The Nile Dam Chaos
Here we are talking about the Grand Renaissance Dam, which Ethiopia is building, will be Africa's biggest hydroelectric power plant once completed.
Construction of the dam on the Blue Nile tributary in the highlands of Northern Ethiopia started in 2011, which account for 85% of Nile's water flow.
However, Egypt and Ethiopia have been forced into political rows due to the Mega Dam, while Sudan has been trapped between them. Rumours are that this political standoff could even lead to an armed conflict, and the United States is helping to mediate between the two countries so that situation doesn’t lead to that.
But what is the problem?
Plans to fill up the mega dam are the main cause of the conflict, as Egypt fears the project would allow Ethiopia to regulate the flow of the longest river in Africa.
Hydroelectric power stations do not absorb water, but the speed at which the dam's reservoir is filled up by Ethiopia can influence the downstream flow.
The more time Ethiopia takes to fill the reservoir, (which is going to be larger than Greater London with a cumulative capacity of 74 billion cubic metres), the less impact there will be on the river table.
Ethiopia’s target? Six Years.
But Egypt has proposed a longer period - so that the level of the river does not dramatically drop, especially in the initial phase of filling the reservoir.
Three-way talks between Egypt, Sudan and Ethiopia over operating the dam and filling its reservoir have made no progress in more four years - which the US has now been trying to mediate.

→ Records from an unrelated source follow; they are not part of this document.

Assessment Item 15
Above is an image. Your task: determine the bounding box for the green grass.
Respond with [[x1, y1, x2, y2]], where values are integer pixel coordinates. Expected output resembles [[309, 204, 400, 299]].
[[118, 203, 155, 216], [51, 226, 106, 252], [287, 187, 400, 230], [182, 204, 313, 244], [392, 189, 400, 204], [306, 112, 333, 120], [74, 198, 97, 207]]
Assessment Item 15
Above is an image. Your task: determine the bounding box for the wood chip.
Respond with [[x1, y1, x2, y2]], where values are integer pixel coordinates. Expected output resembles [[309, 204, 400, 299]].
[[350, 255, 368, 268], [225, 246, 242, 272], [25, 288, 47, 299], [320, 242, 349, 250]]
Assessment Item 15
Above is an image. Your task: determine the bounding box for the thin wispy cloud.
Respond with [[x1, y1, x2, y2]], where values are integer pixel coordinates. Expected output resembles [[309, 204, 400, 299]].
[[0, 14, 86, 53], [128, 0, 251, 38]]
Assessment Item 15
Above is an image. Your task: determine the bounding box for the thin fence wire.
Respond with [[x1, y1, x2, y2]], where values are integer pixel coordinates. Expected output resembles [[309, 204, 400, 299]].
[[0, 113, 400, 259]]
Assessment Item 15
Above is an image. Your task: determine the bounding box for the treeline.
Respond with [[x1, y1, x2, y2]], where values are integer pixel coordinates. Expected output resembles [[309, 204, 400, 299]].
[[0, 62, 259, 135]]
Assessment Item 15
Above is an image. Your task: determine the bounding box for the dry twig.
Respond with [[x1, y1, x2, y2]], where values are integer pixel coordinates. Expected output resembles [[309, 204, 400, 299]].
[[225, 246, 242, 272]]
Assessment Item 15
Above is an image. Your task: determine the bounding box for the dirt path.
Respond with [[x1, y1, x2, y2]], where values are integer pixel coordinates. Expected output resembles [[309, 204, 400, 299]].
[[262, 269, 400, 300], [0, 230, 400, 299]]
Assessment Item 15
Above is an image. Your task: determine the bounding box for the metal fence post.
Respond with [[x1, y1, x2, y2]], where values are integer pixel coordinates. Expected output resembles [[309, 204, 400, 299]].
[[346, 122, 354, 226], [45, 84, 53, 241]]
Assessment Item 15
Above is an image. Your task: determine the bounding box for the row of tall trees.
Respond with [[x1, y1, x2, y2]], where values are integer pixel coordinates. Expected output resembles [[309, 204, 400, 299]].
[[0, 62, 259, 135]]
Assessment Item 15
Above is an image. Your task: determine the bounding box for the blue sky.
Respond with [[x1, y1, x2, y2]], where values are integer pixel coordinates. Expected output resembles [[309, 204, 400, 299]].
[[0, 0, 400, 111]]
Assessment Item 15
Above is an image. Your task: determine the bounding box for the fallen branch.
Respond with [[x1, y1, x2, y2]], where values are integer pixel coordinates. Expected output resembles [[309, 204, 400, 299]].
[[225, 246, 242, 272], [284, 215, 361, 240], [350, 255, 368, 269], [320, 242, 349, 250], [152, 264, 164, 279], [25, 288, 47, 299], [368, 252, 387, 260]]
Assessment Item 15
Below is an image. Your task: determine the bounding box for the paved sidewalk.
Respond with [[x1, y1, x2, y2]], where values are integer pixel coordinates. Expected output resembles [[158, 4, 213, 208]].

But why are we bringing it up again now?
The negotiation session held Aug 28 between Egypt, Ethiopia and Sudan on the Grand Ethiopian Renaissance Dam (GERD) under the auspices of the African Union (AU) ended amid failure to reach a unified draft that includes each of the country’s proposals. It fell short of agreeing on a satisfactory and binding solution for all parties.
But that is not all.
The commander of the Ethiopian air force, Gen. Yilma Mardasa, on Oct. 2, has issued a press statement saying the Ethiopian air force has the ability to secure and defend the dam.
Ethiopia is not backing off.
The administration of President Donald Trump is denying Ethiopia up to $130 million of financial aid after its unilateral decision to start filling the Grand Ethiopian Renaissance Dam. Its move has been perceived by Ethiopia as a neocolonial intervention to impose a biased agreement in favor of Egypt. China invested $1.2 billion into the project — nearly one-quarter of the total cost — and Ethiopia may try to play China and the United States off of each other for support.
This has led to serious troubles and talks among the African leaders regarding a possible armed conflict. Even US mediation was called out to be biased. No one knows what is to be expected in the future, yet critics are of the opinion that the crisis even if leads to a standoff, won’t cause a war as both countries wouldn’t want to strain their economies any further.